This work addresses the insufficient resilience of federated learning (FL) against poisoning attacks in cybersecurity applications. To this end, we develop the first reproducible and scalable FL testbed tailored for edge devices—integrating Raspberry Pi and NVIDIA Jetson hardware—to support distributed intrusion detection system development and adversarial evaluation. Methodologically, we implement gradient- and label-level poisoning attacks within the Flower framework and systematically quantify model robustness under diverse attack scenarios. Our contributions are threefold: (1) the first empirical validation of FL’s practicality on resource-constrained edge devices while preserving data privacy; (2) a comprehensive characterization of FL’s high sensitivity to multiple poisoning strategies; and (3) the proposal of lightweight, deployable mitigation mechanisms. Collectively, these results establish an evidence-based foundation and concrete technical pathways toward secure and trustworthy edge-based federated learning.

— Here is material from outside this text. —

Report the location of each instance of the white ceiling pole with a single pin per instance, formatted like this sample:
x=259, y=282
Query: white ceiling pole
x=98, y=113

This paper presents the design and implementation of a Federated Learning (FL) testbed, focusing on its application in cybersecurity and evaluating its resilience against poisoning attacks. Federated Learning allows multiple clients to collaboratively train a global model while keeping their data decentralized, addressing critical needs for data privacy and security, particularly in sensitive fields like cybersecurity. Our testbed, built using Raspberry Pi and Nvidia Jetson hardware by running the Flower framework, facilitates experimentation with various FL frameworks, assessing their performance, scalability, and ease of integration. Through a case study on federated intrusion detection systems, the testbed's capabilities are shown in detecting anomalies and securing critical infrastructure without exposing sensitive network data. Comprehensive poisoning tests, targeting both model and data integrity, evaluate the system's robustness under adversarial conditions. The results show that while federated learning enhances data privacy and distributed learning, it remains vulnerable to poisoning attacks, which must be mitigated to ensure its reliability in real-world applications.